Simulation study of the contribution of oligomer/oligomer binding to capsid assembly kinetics

Abstract

The process by which hundreds of identical capsid proteins self-assemble into icosahedral structures is complex and poorly understood. Establishing constraints on the assembly pathways is crucial to building reliable theoretical models. For example, it is currently an open question to what degree overall assembly kinetics are dominated by one or a few most efficient pathways versus the enormous number theoretically possible. The importance of this question, however, is often overlooked due to the difficulties of addressing it in either theoretical or experimental practice. We apply a computer model based on a discrete-event simulation method to evaluate the contributions of nondominant pathways to overall assembly kinetics. This is accomplished by comparing two possible assembly models: one allowing growth to proceed only by the accretion of individual assembly subunits and the other allowing the binding of sterically compatible assembly intermediates any sizes. Simulations show that the two models perform almost identically under low binding rate conditions, where growth is strongly nucleation-limited, but sharply diverge under conditions of higher association rates or coat protein concentrations.

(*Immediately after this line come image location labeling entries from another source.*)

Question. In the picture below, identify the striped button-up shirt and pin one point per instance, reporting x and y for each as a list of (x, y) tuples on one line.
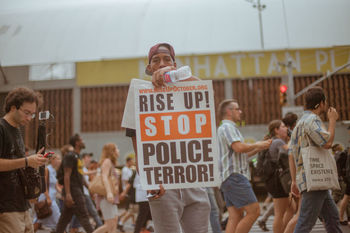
[(231, 161), (310, 127)]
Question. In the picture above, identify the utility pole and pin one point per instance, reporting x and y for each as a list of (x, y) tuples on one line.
[(3, 75), (260, 7), (290, 91)]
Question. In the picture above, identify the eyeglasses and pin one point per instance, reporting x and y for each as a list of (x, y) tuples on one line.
[(28, 113)]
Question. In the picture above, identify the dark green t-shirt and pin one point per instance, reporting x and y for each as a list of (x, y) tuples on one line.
[(11, 147)]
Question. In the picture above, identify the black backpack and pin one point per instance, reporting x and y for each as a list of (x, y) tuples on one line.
[(132, 191), (341, 161), (265, 167)]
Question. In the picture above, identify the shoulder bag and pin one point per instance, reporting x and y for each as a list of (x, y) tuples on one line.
[(320, 168)]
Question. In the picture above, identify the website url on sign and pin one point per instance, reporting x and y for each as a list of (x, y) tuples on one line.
[(175, 89)]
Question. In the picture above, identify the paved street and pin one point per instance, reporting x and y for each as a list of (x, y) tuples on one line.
[(318, 228)]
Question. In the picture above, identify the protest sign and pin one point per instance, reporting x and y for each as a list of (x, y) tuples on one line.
[(176, 135)]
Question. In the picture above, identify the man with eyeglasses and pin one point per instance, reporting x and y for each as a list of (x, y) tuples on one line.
[(234, 152), (20, 107)]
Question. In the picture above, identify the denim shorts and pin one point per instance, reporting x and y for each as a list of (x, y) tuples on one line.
[(238, 192)]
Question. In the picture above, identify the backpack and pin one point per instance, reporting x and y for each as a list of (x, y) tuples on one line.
[(265, 166), (60, 175), (132, 191)]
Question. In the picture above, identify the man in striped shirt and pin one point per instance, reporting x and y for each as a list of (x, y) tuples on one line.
[(234, 167), (311, 129)]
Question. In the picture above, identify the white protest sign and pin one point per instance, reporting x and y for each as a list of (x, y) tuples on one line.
[(176, 135)]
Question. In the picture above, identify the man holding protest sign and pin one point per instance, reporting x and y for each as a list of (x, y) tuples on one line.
[(234, 153), (164, 141)]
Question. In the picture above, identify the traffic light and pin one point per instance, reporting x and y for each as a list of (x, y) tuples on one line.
[(283, 94)]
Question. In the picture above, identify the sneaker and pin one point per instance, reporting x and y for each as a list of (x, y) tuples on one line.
[(120, 227), (262, 225)]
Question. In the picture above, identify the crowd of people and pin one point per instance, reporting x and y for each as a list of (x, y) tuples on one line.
[(70, 173)]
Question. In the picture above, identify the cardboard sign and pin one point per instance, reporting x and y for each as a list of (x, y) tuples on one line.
[(176, 135)]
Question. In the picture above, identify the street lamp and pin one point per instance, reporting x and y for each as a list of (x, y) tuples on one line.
[(260, 7)]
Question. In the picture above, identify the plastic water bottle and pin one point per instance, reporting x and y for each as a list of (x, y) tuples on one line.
[(178, 75)]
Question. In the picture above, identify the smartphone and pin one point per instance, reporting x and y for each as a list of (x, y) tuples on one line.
[(45, 115), (150, 195), (49, 154)]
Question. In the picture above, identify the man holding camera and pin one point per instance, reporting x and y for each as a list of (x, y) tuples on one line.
[(20, 108)]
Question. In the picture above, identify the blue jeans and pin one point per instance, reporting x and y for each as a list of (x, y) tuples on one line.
[(314, 204), (214, 212)]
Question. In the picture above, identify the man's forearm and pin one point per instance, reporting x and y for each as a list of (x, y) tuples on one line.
[(134, 143), (67, 184), (292, 167), (331, 130), (252, 152), (241, 147), (11, 164)]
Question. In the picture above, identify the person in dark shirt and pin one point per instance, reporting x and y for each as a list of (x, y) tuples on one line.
[(20, 107), (70, 175)]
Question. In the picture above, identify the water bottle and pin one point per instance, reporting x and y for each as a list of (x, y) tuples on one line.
[(178, 75)]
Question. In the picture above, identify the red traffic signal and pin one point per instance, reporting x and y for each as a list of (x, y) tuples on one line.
[(283, 88)]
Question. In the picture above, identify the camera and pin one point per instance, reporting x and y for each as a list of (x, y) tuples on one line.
[(44, 115)]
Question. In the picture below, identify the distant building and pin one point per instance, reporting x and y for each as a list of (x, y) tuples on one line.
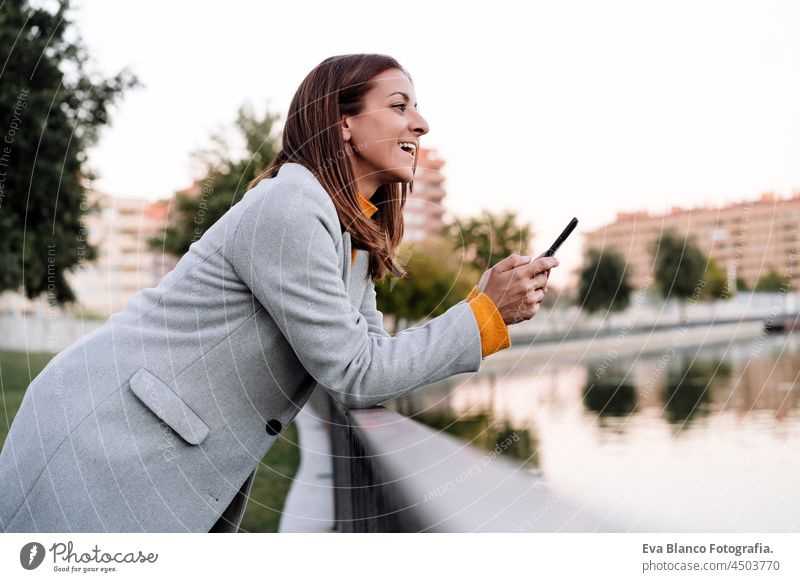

The results suggest the importance of identifying the actual binding pattern if one is to build reliable models of capsid assembly or other complex self-assembly processes.

FIGURE 1

Screenshots of an assembly subunit, intermediates, and complete capsid in the simulation model. (a) Assembly subunit representing a pentermeric capsomer. (b) Simplified T = 1 capsid model structure consisting of 12 subunits with structure shown in a. (c–f) Possible intermediate stages in an assembly reaction and the allowed movements between them for (c) an open linear trimer and a monomer, (d) a closed trimer and a monomer, (e) two dimers, and (f) a tetramer.

FIGURE 2

Time courses of simulations with a system size N = 1000 and varied association rate constants (0.001, 0.01, 0.1, 1) and binding patterns. Error bars represent ± 1 SD derived from 30 simulation runs. (a) Complete capsid production with the unconstrained binding pattern. (b) Complete capsid production with the constrained binding pattern. (c) Capsomer concentration changes with the unconstrained binding pattern. (d) Capsomer concentration changes with constrained binding pattern. The insets in a and b are the time course with k_a = 0.001 and a longer simulation run time.

FIGURE 3

Time courses of concentrations of species of 11 sizes (from dimer to complete capsid) from simulation runs with N = 1000. a, c, and e are for the unconstrained binding pattern with k_a = 0.001, 0.01, and 0.1. b, d, and f are for the constrained binding pattern with k_a = 0.001, 0.01, and 0.1.

FIGURE 4

Screenshots of assembly products of various sizes after capsid production has reached a plateau from simulations with different binding patterns using the parameters N = 1000, ka = 0.1, and kd = 1000. (a) Unconstrained binding pattern. (b) Constrained binding pattern.

FIGURE 5

Comparison of the two binding patterns with identical initial concentrations of capsomers (N = 1000). (a) Simulations under conditions producing kinetic trapping, with capsid yields from the constrained binding pattern for k_a = 1:100, 1:90, 1:80, and 1:70 and for the unconstrained binding pattern with k_a = 1:10. (b) Simulations under conditions not producing kinetic trapping, using k_a = 0.001 for both binding patterns.

FIGURE 6

Capsid time courses with three association rate constants (0.001, 0.01, 10⁻⁹) and two system sizes (N = 500, 2000). Left panels (a, c, e): unconstrained binding pattern. Right panels (b, d, f): constrained binding pattern.